Thursday, May 15, 2008

Graphic Novel Week--Learning to Read These Things

So, I have participated in Graphic Novel week because I think that these books are huge and important right now. I find them fascinating and I am pretty sure that we could do some amazing work with kids using these. I also think that this may be just the kind of book that those kids who have never bought into reading, may love.

But, I am not a reader of Graphic Novels. I have read a few--I am a huge Babymouse fan. I have read some great nonfiction GNs (To Dance: A Ballerina's Graphic Novel). But, really, I haven't stretched to many others. As I have been reading Mary Lee's reviews this week, I decided I needed to give them a better try. So I purchased HIKARU NO GO #1 after I read Mary Lee's review of it earlier this week. She said that three of her boys-who were very different readers-- were totally hooked. So I decided I had to see what made the series so addicting.

Well, I picked #1 in the series up last night and found that ML was right--it is Manga. It opens on the left side, you read from left to right, etc. Totally threw me. Wanted to take it back to the store immediately. I was talking to my friend and colleague Josie this morning--showing her the book, telling her how much I did not want to read it. We were trying to figure out why Mary Lee seemed to be able to read these, but we could not. (We know she is very smart but we thought that we should be able to figure out how to read books that her 4th graders were reading.) So, we emailed her to ask what her trick was.

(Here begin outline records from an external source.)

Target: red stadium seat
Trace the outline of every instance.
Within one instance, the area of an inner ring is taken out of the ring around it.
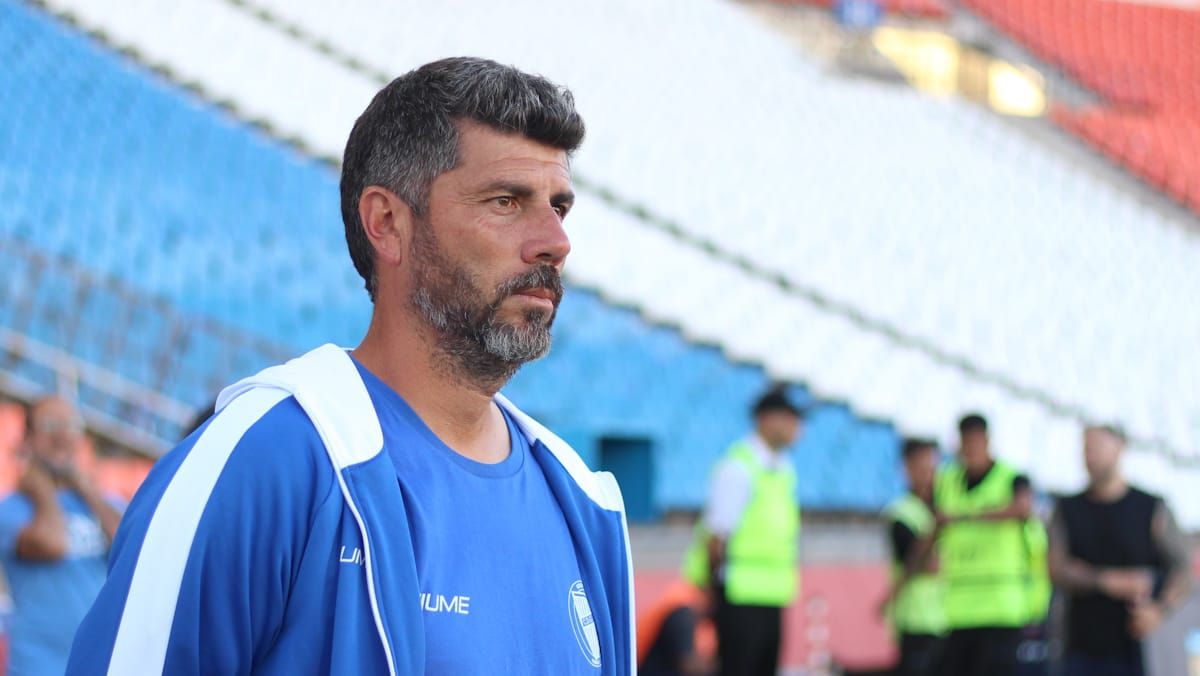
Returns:
[[[1106,0],[964,0],[1105,101],[1051,118],[1200,213],[1200,11]]]

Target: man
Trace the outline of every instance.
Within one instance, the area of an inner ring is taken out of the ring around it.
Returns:
[[[937,443],[905,439],[901,450],[908,492],[884,509],[890,524],[892,590],[888,617],[900,647],[900,676],[937,674],[946,633],[942,580],[937,557],[918,561],[922,539],[934,536],[934,477],[937,472]]]
[[[1141,641],[1190,585],[1188,545],[1162,498],[1126,481],[1126,436],[1084,431],[1087,489],[1050,522],[1050,574],[1067,602],[1067,676],[1141,676]]]
[[[986,419],[965,415],[959,441],[959,459],[934,487],[949,629],[943,672],[1009,676],[1021,628],[1045,612],[1036,579],[1044,528],[1032,518],[1028,479],[992,459]]]
[[[77,468],[83,420],[61,399],[29,412],[18,492],[0,502],[0,550],[13,599],[8,674],[61,674],[104,582],[120,513]]]
[[[715,606],[719,674],[779,669],[782,609],[796,598],[800,510],[786,450],[803,411],[781,388],[754,406],[755,432],[734,443],[713,472],[708,508],[684,575]]]
[[[570,92],[482,59],[376,95],[341,183],[366,336],[160,461],[68,672],[632,672],[616,481],[497,394],[550,348],[582,138]]]

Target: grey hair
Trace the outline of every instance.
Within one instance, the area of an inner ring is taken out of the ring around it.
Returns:
[[[487,59],[443,59],[391,80],[354,122],[342,158],[346,244],[372,301],[374,247],[359,217],[362,191],[386,187],[424,216],[433,179],[458,163],[460,120],[518,133],[568,155],[584,133],[566,88]]]

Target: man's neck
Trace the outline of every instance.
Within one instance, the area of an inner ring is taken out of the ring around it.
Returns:
[[[1087,485],[1087,495],[1098,502],[1116,502],[1129,491],[1129,484],[1118,472],[1111,477],[1092,481]]]
[[[386,322],[379,312],[354,358],[398,394],[457,453],[479,462],[509,454],[508,425],[492,399],[499,389],[448,373],[445,355],[418,330],[420,321]]]

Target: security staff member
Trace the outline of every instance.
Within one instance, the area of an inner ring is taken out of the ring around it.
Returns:
[[[775,676],[782,609],[796,598],[800,512],[786,449],[803,411],[781,388],[754,406],[755,431],[713,473],[712,492],[684,564],[715,608],[719,674]]]
[[[943,672],[1009,676],[1021,628],[1045,615],[1045,530],[1033,519],[1030,480],[992,459],[988,421],[959,421],[960,456],[934,489],[946,585]]]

Here is what she said:

Slow down.
Read differently.
Spend time on the pictures.
Watch it like TV or a movie with subtitles.

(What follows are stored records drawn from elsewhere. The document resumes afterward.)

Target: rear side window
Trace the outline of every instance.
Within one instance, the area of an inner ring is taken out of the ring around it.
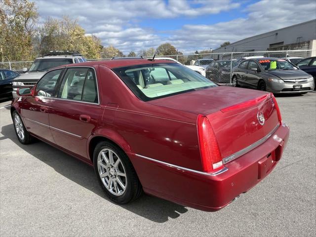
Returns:
[[[35,94],[46,97],[51,97],[61,71],[62,69],[59,69],[46,74],[38,82]]]
[[[82,101],[98,103],[97,88],[94,71],[89,69],[85,78],[84,86],[83,87]]]
[[[240,63],[240,65],[239,65],[239,67],[240,68],[243,68],[243,69],[246,69],[247,68],[247,65],[248,65],[248,62],[249,62],[248,61],[245,61],[242,62],[241,63]]]
[[[312,58],[307,58],[306,59],[304,59],[304,60],[302,60],[299,63],[298,63],[297,65],[299,67],[300,66],[303,66],[303,67],[304,67],[304,66],[306,67],[306,66],[308,66],[308,65],[310,63],[310,62],[311,62],[311,61],[312,61]]]
[[[98,103],[94,71],[86,68],[69,68],[64,77],[58,98]]]

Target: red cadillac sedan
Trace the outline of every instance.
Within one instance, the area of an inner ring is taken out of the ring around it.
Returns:
[[[144,192],[218,210],[272,171],[289,136],[272,93],[220,86],[170,61],[61,66],[17,93],[19,141],[37,138],[93,166],[118,203]]]

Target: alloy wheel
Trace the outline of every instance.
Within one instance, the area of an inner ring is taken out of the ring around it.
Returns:
[[[14,126],[15,127],[16,134],[18,134],[19,138],[20,138],[20,140],[21,141],[23,141],[25,137],[24,127],[21,120],[21,118],[17,114],[14,116]]]
[[[104,187],[114,195],[122,195],[126,188],[127,177],[118,156],[110,149],[103,149],[98,156],[97,166]]]

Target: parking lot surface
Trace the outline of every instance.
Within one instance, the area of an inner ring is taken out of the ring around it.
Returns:
[[[0,104],[0,236],[316,236],[316,93],[276,98],[290,127],[274,171],[217,212],[147,195],[115,204],[92,167],[43,142],[18,141]]]

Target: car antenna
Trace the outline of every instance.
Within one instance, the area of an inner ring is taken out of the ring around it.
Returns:
[[[156,56],[156,54],[155,53],[155,54],[154,54],[154,57],[153,57],[153,58],[150,58],[149,59],[148,59],[149,61],[155,61],[155,56]]]

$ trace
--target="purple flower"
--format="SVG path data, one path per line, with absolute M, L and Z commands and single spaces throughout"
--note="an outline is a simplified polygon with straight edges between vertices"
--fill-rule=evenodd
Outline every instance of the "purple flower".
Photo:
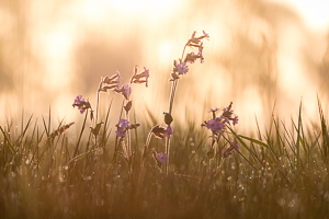
M 128 84 L 123 84 L 120 89 L 114 89 L 114 91 L 121 93 L 126 100 L 129 100 L 132 89 Z
M 129 122 L 126 119 L 120 119 L 118 124 L 116 124 L 116 130 L 115 134 L 117 137 L 124 137 L 126 136 L 126 130 L 129 127 Z
M 205 122 L 205 126 L 211 129 L 214 134 L 223 134 L 225 130 L 225 125 L 220 122 L 220 118 L 214 118 Z
M 231 158 L 234 150 L 240 151 L 239 145 L 231 141 L 228 148 L 222 150 L 223 158 Z
M 148 87 L 149 69 L 144 67 L 144 71 L 137 73 L 138 66 L 135 66 L 135 73 L 131 79 L 131 83 L 145 83 L 146 88 Z
M 204 57 L 203 57 L 202 53 L 203 53 L 203 42 L 201 42 L 201 44 L 200 44 L 198 54 L 197 54 L 200 56 L 200 61 L 203 64 Z
M 167 162 L 167 160 L 168 160 L 168 154 L 167 153 L 158 153 L 158 155 L 157 155 L 157 161 L 159 162 L 159 163 L 166 163 Z
M 219 111 L 219 108 L 217 108 L 217 107 L 216 107 L 216 108 L 214 108 L 214 110 L 213 110 L 213 108 L 211 108 L 209 113 L 211 113 L 211 112 L 212 112 L 212 113 L 216 113 L 217 111 Z
M 157 138 L 160 139 L 164 139 L 164 138 L 170 139 L 170 136 L 173 134 L 170 125 L 168 125 L 167 128 L 156 125 L 155 127 L 152 127 L 151 131 Z
M 235 118 L 234 118 L 234 126 L 238 124 L 238 120 L 239 120 L 238 116 L 235 116 Z
M 164 137 L 170 139 L 170 136 L 173 134 L 173 130 L 171 128 L 170 125 L 167 126 L 166 132 L 164 132 Z
M 195 55 L 193 51 L 190 54 L 186 54 L 186 57 L 184 59 L 185 62 L 194 64 L 194 61 L 200 58 L 200 55 Z
M 84 99 L 82 99 L 82 95 L 77 95 L 72 106 L 73 107 L 78 106 L 78 110 L 80 111 L 81 114 L 83 114 L 87 108 L 91 108 L 90 103 L 88 101 L 86 101 Z
M 205 33 L 205 31 L 202 31 L 202 32 L 203 32 L 203 37 L 206 39 L 209 39 L 209 35 L 207 33 Z
M 227 117 L 222 115 L 219 118 L 224 120 L 223 123 L 229 124 L 229 119 Z
M 189 66 L 186 66 L 186 62 L 181 62 L 177 65 L 177 71 L 179 74 L 185 74 L 189 71 Z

Good advice, I must say. So, I tried again, listening to her advice. I think the "SLOW DOWN" and "SPEND TIME ON THE PICTURES" were the two things I was not doing. Slowing down is really not in my personality and I soon realized that I had just been speeding through the words and ignoring most of the pictures.

You will all be happy to know that I am now on page 41 of this book and am enjoying it a lot! There is really nothing about it that would have drawn me to it--but I put my mind to it and followed Mary Lee's advice. I think it was a turning point for me. I am pretty sure I am going to get through the book and I think I am going to like it. Then I think I will get through more Graphic Novels that are more complicated than the ones I have been reading.

I am writing this because I know there are a lot of us out there who are not yet comfortable with this medium. I am one of them. I am writing to share Mary Lee's brilliant advice--that seems very obvious, I know. And to tell you that it is worth doing. As adults, we get into reading the kinds of books we enjoy and are comfortable reading. As reading teachers, I always think that it is worth it to put ourselves in a position where our reading is hard--to experience what the kids often experience with new genres, etc. I think it is worth doing because it is a big thing and our students will be reading them. How can we recommend books and talk to our students about books that they love if we don't know them and have no experience with them? And people are talking about them and I hate to be left out of conversations about books!

But, what I am learning is that these books are pretty cool. A pretty interesting and different read. The most important thing I am learning is why people are so drawn to them. I am starting to understand and that is worth a post, I think!

I plan to add a few more titles with Mary Lee's guidance to my 48 Hour Read Stack!


  1. I have a lot of trouble reading graphic novels, and I think your post is right on the money. I'm a fast reader so the idea of slowing down is HARD. I'm glad you could take the lesson to heart and enjoy one of Those Books. I'm still working on it myself.

  2. My biggest "teaching miracle" story was with a fourth grade boy who had horrible reading skills. He read Dragon Ball Z graphic novels over and over and over, all through fourth grade, and thereby became a fluent and competent reader. The rest of my fourth and fifth grade boys got huge "boosts" from DBZ. As a teacher these days of sixth graders I struggle to know when and how to push them into other genres....

  3. Yay! I'm glad you kept at it, Franki!

    Amy -- one of those three Hikaru readers I wrote about earlier this week has finished the series through book eleven and jumped right into The Mysterious Benedict Society! He was the one who had been on a nonstop diet of Warriors for several months. That's MY teaching miracle this week: give them time and exposure to lots of books and they WILL come out on the other side of a long streak of series reading!